Apply IQR-Based Top and Bottom Coding to LIS/LWS Variables — apply_iqr_top_bottom

This function performs top and/or bottom coding on a specified variable across a list of LIS/LWS datasets. It applies an interquartile range (IQR)-based rule on the log() transformation of the variable. Optionally, weights can be supplied, and the transformation can be one- or two-sided.

Usage

apply_iqr_top_bottom_coding(
  data_list,
  var_name,
  wgt_name = NULL,
  times = 3,
  one_sided = NULL,
  type = c("type_4", "type_2")
)

Arguments

data_list: A named list of data frames, from LIS or LWS microdata.
var_name: Character string. Name of the variable to code (e.g., "dhi").
wgt_name: Optional character string. Name of the weight variable to use in computing weighted percentiles.
times: Numeric. The IQR multiplier for determining bounds (default is 3).
one_sided: Character. Set to "top", "bottom", or NULL for two-sided coding.
type: Character. Type of quantile estimator to use (default is "type_4").

Value

A list of data frames with the same structure as data_list, where var_name has been adjusted by bounding extreme values according to an IQR rule.

Details

The function:

Transforms the variable to log() scale (logarithmic transformation).
Replaces invalid log-values (e.g. from log(0) or negatives) with zero.
Computes the IQR (interquartile range) on the log-transformed variable using weighted percentiles.
Caps values beyond \([Q1 - times * IQR, Q3 + times * IQR]\) on the original scale using exp().

Regarding LWS datasets:

Datasets with multiple imputations (via inum) are detected automatically.
Top and bottom coding is applied within each imputation group in such datasets.
Datasets without inum, or with only a single imputation, are processed normally.

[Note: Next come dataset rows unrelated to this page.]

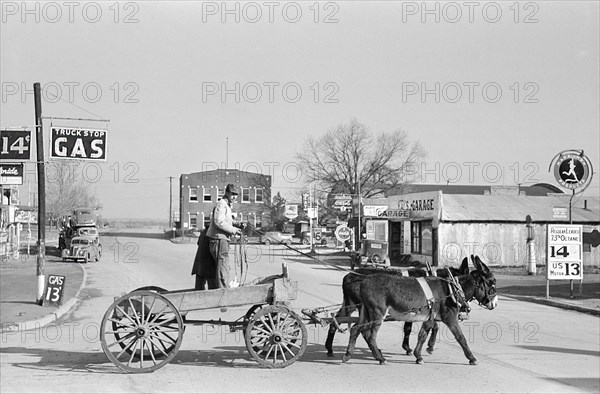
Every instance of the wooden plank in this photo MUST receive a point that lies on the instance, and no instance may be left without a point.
(220, 298)
(280, 290)
(284, 290)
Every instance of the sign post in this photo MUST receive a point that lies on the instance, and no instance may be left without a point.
(563, 254)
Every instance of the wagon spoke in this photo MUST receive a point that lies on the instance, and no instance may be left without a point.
(283, 345)
(126, 337)
(120, 322)
(131, 357)
(142, 352)
(149, 334)
(148, 345)
(168, 338)
(282, 352)
(125, 314)
(163, 322)
(137, 320)
(154, 345)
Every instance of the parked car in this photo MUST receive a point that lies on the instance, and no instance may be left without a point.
(83, 217)
(85, 248)
(276, 237)
(87, 231)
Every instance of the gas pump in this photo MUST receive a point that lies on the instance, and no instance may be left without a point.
(374, 245)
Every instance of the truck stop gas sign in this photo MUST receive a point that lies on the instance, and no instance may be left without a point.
(79, 144)
(564, 248)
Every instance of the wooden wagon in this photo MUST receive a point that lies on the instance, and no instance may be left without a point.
(143, 330)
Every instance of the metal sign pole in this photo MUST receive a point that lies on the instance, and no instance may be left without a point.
(37, 93)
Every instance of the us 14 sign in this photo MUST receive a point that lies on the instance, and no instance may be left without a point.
(564, 251)
(15, 145)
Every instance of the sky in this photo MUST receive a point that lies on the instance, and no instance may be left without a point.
(492, 90)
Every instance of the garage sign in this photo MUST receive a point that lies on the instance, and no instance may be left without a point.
(564, 251)
(79, 144)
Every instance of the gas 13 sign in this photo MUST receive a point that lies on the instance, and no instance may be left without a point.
(564, 251)
(80, 144)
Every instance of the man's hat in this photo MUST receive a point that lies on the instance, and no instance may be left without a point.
(231, 188)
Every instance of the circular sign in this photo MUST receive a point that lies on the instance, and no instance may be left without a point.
(342, 233)
(572, 170)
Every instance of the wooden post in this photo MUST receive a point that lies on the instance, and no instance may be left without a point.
(41, 173)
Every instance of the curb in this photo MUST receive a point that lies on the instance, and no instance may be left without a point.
(556, 304)
(44, 321)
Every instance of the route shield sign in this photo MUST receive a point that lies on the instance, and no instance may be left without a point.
(15, 145)
(564, 248)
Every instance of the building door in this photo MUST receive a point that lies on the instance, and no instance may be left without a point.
(396, 242)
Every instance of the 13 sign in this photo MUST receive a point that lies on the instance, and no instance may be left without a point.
(54, 290)
(15, 145)
(564, 252)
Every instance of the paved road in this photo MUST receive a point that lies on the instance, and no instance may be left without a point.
(521, 347)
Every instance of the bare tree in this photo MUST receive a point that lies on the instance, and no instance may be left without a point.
(350, 154)
(66, 189)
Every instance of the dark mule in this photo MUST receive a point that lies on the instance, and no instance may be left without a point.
(404, 299)
(351, 303)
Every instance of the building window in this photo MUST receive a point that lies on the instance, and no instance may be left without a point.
(415, 235)
(206, 195)
(245, 194)
(426, 238)
(193, 194)
(258, 195)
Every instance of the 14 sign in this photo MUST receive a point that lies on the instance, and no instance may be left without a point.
(15, 145)
(80, 144)
(564, 251)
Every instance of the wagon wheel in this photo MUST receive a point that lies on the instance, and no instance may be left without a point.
(276, 336)
(141, 331)
(251, 312)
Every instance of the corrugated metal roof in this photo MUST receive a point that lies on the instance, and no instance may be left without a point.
(491, 208)
(540, 189)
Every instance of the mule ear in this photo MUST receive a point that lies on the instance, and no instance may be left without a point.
(482, 267)
(475, 262)
(464, 267)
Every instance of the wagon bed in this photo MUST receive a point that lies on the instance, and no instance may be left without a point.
(142, 330)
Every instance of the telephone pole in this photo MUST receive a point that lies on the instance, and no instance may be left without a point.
(170, 202)
(41, 172)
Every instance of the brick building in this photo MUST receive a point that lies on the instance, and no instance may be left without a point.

A warning is issued if the variable level (e.g. household vs individual) seems inconsistent with the dataset structure.

Examples

if (FALSE) { # \dontrun{ 
library(lissyrtools)
library(dplyr)

# Import data, ideally at the level of the variable of interest.
data_hhd <- lissyuse("au", vars = c("dhi"), from = 2016)

# Default case, where top and bottom coding is performed simultaneously
data_hhd[1]  %>%
 purrr::map(~ .x[!is.na(.x$dhi), ]) %>%
 purrr::map(~ .x %>% mutate(new_wgt = nhhmem * hwgt)) %>%
 apply_iqr_top_bottom_coding("dhi", "hwgt", times = 3) %>% 
 run_weighted_mean("dhi", "new_wgt")

# Example with the use or arguments `one_sided` = {"top", "bottom"} and `type`
data_hhd[1]  %>%
 purrr::map(~ .x[!is.na(.x$dhi), ]) %>%
 purrr::map(~ .x %>% mutate(new_wgt = nhhmem * hwgt)) %>%
 apply_iqr_top_bottom_coding("dhi", "hwgt", one_sided = "top", type = "type_2") %>% 
 run_weighted_mean("dhi", "new_wgt")

# Load individual-level datasets by selecting individual-level variables, if the target variable is at the individual level (e.g., "pilabour")
data_ind <- lissyrtools::lissyuse("au", vars = c("pilabour", "emp"), from = 2016)

data_ind[1]  %>%
 purrr::map(~ .x[!is.na(.x$pilabour), ] %>% filter(emp ==1)) %>%
 apply_iqr_top_bottom_coding("pilabour", "ppopwgt") %>% 
 run_weighted_percentiles("pilabour", "ppopwgt", probs = seq(0.1, 0.9,0.1))
} # }